MediaRadar | Vivvix, an advertising intelligence company, helps brand marketers and advertising agencies understand their competitive landscape and the impact of their media spends. Their primary mission is to discern “what, where and when” for their clients, which involves identifying the brand, products and even notable details like featured celebrities in ads.

Prior to Databricks, MediaRadar | Vivvix faced bottlenecks with their previous setup using Amazon Simple Queue Service (SQS), where manual polling for data and a limit of 10 messages at a time severely hindered the company’s ability to meet service level agreements (SLAs). The nature of their task — classifying over 6 million unique products — posed “an extreme classification problem,” as Dong-Hwi Kim, MediaRadar | Vivvix’s Senior Machine Learning (ML) Engineer, put it. Existing ML models were inadequate due to the sheer scale and diversity of the products in their database. Kim pointed out, “We created a fine-tuned ML model in-house, but even that wasn’t sufficient enough. We didn’t have training data to support the millions of products we had.”
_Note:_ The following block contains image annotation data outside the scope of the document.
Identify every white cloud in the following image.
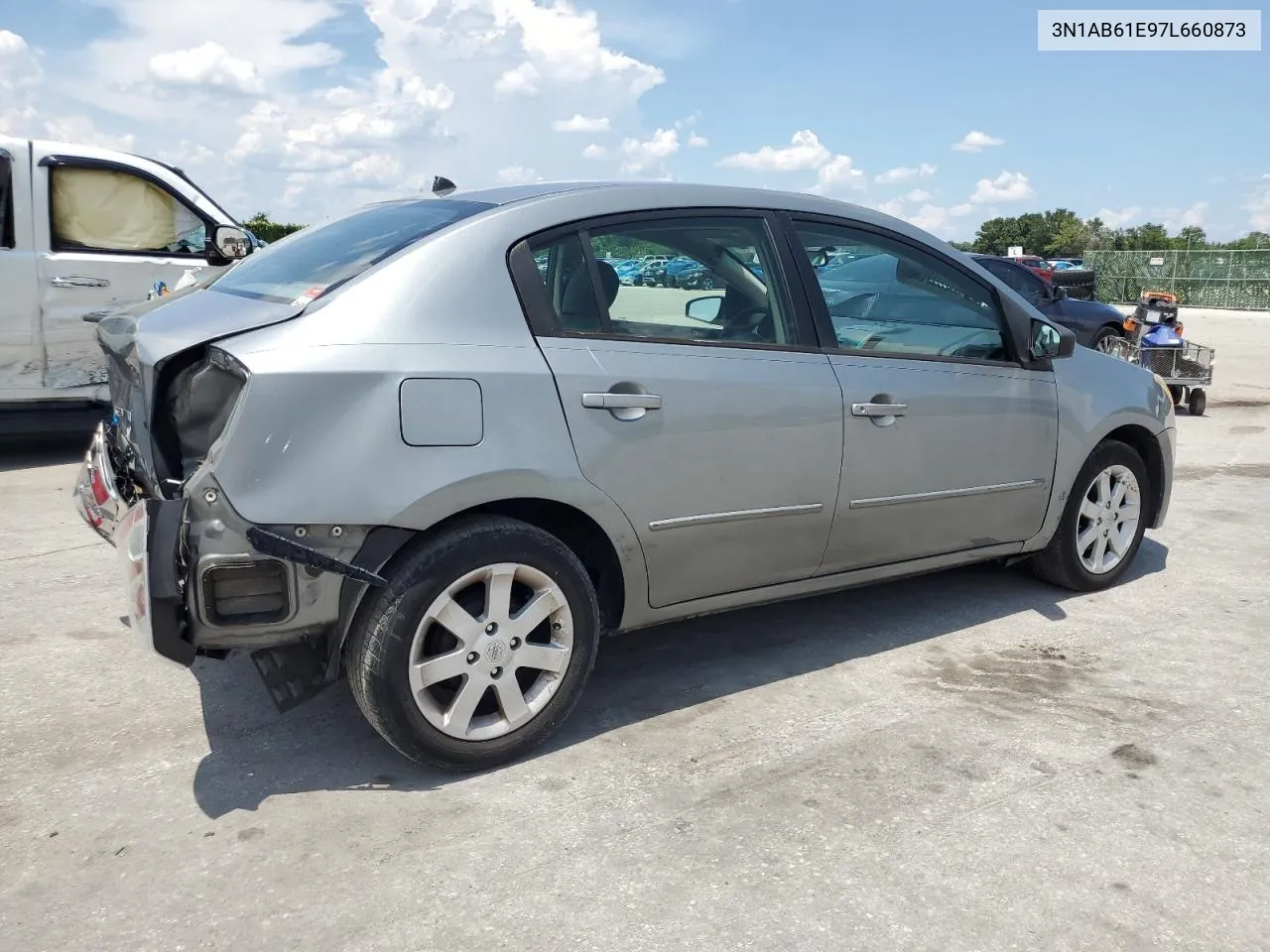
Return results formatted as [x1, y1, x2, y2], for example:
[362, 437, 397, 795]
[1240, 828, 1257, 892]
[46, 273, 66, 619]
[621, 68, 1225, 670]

The company’s ad classification process relied on manual labor. Hundreds of operators were tasked with watching ads and recording detailed information on their elements, which was incredibly time-consuming and could not keep pace with the rapid increase in volume. “For the past couple of years, the overall ad spend by companies has almost doubled. To scale alongside this, it’s not really feasible to increase the number of people to match,” Kim noted. This necessitated an automated solution, leveraging AI and machine learning to handle real-time ad classification more efficiently.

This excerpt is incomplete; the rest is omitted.